To Illinois, With Love
For half a century Michigan has been educating young minds at its most excellent universities, only to watch them move out of state after graduation. It’s called “brain drain.” Last year, according to the Detroit Regional Chamber, the drain was roughly 23,000 people, and most of them moved to Chicago. Now, thanks to Illinois’ new dispensary law, you can add Michigan’s medical marihuana community to the exodus.

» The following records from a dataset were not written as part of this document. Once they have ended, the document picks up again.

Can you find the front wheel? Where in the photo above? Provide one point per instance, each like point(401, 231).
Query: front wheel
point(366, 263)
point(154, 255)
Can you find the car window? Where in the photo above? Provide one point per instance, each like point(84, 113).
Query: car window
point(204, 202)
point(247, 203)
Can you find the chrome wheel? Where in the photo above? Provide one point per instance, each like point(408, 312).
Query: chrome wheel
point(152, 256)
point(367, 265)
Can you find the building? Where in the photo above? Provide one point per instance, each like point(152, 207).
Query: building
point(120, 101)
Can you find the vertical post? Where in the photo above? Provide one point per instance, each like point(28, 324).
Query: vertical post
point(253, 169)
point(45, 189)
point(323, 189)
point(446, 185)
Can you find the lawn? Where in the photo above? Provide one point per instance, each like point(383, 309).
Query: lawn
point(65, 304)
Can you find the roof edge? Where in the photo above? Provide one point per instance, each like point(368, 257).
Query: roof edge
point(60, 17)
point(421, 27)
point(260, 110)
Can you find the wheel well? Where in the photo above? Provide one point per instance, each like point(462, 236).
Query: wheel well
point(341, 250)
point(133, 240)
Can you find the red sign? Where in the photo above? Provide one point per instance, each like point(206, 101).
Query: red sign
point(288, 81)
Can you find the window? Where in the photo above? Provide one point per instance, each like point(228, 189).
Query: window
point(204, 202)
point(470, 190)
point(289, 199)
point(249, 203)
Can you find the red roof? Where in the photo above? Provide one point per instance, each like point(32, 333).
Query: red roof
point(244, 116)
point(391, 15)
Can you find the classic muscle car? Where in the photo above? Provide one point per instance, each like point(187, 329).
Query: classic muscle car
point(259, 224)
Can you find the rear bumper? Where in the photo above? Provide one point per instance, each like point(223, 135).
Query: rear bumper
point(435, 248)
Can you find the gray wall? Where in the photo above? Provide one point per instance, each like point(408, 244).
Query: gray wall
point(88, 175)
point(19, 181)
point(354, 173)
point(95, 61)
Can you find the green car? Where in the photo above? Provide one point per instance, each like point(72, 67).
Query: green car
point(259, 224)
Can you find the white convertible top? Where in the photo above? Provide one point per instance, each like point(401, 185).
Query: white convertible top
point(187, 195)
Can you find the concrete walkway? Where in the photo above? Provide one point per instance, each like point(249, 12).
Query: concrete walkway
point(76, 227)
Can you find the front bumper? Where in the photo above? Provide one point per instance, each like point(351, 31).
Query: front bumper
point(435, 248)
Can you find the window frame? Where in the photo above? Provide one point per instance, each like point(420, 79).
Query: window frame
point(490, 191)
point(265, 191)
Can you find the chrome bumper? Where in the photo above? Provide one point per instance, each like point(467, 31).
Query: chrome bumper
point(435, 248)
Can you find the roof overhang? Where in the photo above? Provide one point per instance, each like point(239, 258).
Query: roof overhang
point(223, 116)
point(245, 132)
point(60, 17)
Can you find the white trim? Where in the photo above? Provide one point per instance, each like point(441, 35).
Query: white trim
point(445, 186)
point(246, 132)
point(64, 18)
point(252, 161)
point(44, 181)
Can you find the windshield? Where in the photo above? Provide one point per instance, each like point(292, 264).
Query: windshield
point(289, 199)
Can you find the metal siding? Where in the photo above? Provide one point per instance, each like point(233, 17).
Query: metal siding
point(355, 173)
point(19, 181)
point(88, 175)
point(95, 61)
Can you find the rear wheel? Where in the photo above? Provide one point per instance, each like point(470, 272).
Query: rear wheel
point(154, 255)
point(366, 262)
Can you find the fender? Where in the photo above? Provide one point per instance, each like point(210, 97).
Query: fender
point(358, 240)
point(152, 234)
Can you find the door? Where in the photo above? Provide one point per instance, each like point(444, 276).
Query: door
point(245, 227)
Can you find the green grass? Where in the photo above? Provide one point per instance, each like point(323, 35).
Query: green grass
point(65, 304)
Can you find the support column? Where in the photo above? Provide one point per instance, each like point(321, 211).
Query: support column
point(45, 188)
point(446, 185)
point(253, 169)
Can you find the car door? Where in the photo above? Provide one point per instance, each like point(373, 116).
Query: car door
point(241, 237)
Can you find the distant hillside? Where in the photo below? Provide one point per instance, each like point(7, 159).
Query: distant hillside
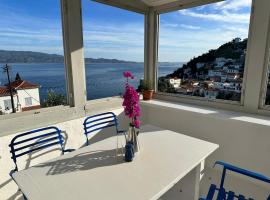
point(232, 49)
point(37, 57)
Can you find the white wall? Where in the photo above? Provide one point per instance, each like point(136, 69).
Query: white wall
point(33, 93)
point(19, 98)
point(2, 105)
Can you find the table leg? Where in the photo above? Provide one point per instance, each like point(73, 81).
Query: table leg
point(187, 188)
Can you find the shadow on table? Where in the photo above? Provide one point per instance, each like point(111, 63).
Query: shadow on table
point(85, 161)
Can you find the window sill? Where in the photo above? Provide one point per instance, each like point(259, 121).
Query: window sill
point(209, 112)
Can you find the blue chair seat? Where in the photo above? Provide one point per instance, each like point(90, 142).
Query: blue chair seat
point(99, 122)
point(222, 194)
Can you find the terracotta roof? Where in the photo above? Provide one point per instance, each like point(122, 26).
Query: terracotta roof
point(4, 91)
point(21, 84)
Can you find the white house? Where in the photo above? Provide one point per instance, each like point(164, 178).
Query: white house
point(25, 95)
point(200, 65)
point(212, 73)
point(175, 82)
point(220, 62)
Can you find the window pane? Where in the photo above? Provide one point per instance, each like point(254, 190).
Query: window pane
point(202, 50)
point(267, 95)
point(32, 46)
point(113, 43)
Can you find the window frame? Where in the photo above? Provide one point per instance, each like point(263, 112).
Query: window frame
point(266, 74)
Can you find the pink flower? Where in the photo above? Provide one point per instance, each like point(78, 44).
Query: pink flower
point(137, 123)
point(131, 102)
point(128, 74)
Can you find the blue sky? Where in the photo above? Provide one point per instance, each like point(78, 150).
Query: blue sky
point(114, 33)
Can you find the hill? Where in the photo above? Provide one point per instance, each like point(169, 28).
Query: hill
point(37, 57)
point(230, 50)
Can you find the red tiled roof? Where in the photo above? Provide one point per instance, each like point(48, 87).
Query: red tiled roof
point(21, 84)
point(4, 91)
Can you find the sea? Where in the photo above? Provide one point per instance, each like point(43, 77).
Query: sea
point(102, 79)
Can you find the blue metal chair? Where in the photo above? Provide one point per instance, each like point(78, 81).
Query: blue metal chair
point(99, 122)
point(35, 140)
point(222, 194)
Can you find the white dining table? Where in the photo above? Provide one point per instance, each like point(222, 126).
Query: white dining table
point(96, 172)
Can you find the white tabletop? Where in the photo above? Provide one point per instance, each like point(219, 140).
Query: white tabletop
point(93, 172)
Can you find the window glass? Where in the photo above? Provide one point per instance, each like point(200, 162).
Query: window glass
point(31, 55)
point(28, 101)
point(202, 50)
point(113, 43)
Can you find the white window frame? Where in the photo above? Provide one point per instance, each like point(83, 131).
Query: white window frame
point(250, 98)
point(7, 104)
point(28, 101)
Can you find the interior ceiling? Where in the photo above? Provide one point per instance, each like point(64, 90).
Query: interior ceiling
point(162, 6)
point(157, 2)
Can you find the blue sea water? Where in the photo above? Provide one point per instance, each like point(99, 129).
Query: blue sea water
point(103, 79)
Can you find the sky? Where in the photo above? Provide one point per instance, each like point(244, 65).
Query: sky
point(109, 32)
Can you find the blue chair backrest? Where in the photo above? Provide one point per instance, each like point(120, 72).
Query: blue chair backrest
point(99, 122)
point(35, 140)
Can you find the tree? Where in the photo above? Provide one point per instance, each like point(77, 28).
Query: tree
point(54, 99)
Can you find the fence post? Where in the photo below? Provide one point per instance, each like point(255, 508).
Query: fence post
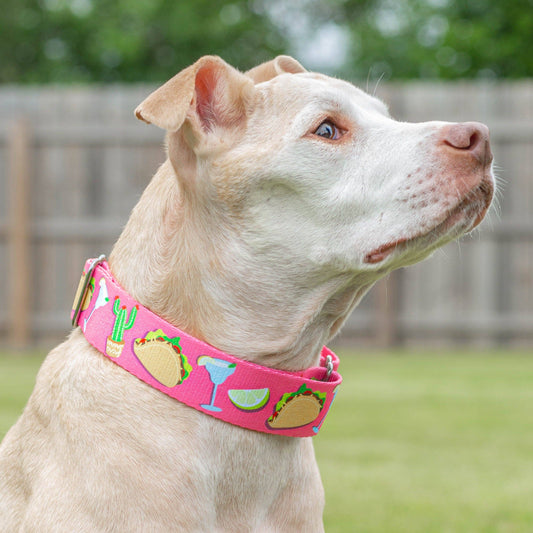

Last month, Illinois passed what I will generously call a comprehensive bill, a 211-page monster addressing everything from dispensaries to discrimination in housing. Back in Lansing, where HB 4271 languishes in committee, it was barely a blip on the radar. Those of our elected officials who oppose all things cannabis are not mourning the loss of what they see as a few pot heads and drug dealers. Those who do not have no sense of urgency. And there, my friends, is our problem.
We have not adequately segregated recreational cannabis use from the urgent need for medical cannabis regulation in our messaging. For that reason, advocacy for dispensary legislation inevitably ends up tangled in a rehashing of the old, irrelevant, gateway-drug–teen-use–neighborhood-crime arguments that have nothing at all to do with providing safe access to a safe form of medication. In the meantime, Michigan is watching its medical cannabis industry go underground while states like Illinois, Nevada and Delaware are embracing this $1.7 billion industry that is expected to quadruple over the next five years.
It is hard, as a Michigan resident and business owner, to watch other states embrace economic and regulatory common sense. Just as we did for so long with the small business tax, and more recently with our reversal on movie studio credits, Michigan seems incapable of making decisions that support economic development at a community level.
In the span of five years, Michigan has gone from a would-be leader in medical cannabis to behind the times, and the innovators and pioneers are moving on to states where they will raise children, pay taxes and build communities of the future. You’re welcome, Illinois. Again.
For those of you brave enough, stubborn enough or—if you’re like me—tethered to family enough to stay in Michigan, what is the answer? I hope you will join me in continuing to maintain a sense of urgency in Lansing. To put the need for safe access to medical cannabis front and center for our legislators. To call their offices, sit down with them for coffee over the summer break and tell them your stories. Continue to educate your friends, neighbors and colleagues. Run for local elected office and support politicians that support safe access. Stay involved and keep fighting. I remain optimistic that, despite our state’s apparent perpetual fear of progress, common sense will eventually prevail and just maybe, we’ll manage to plug that brain drain.
But if you do go to Chicago, can you send me back some Giordano’s?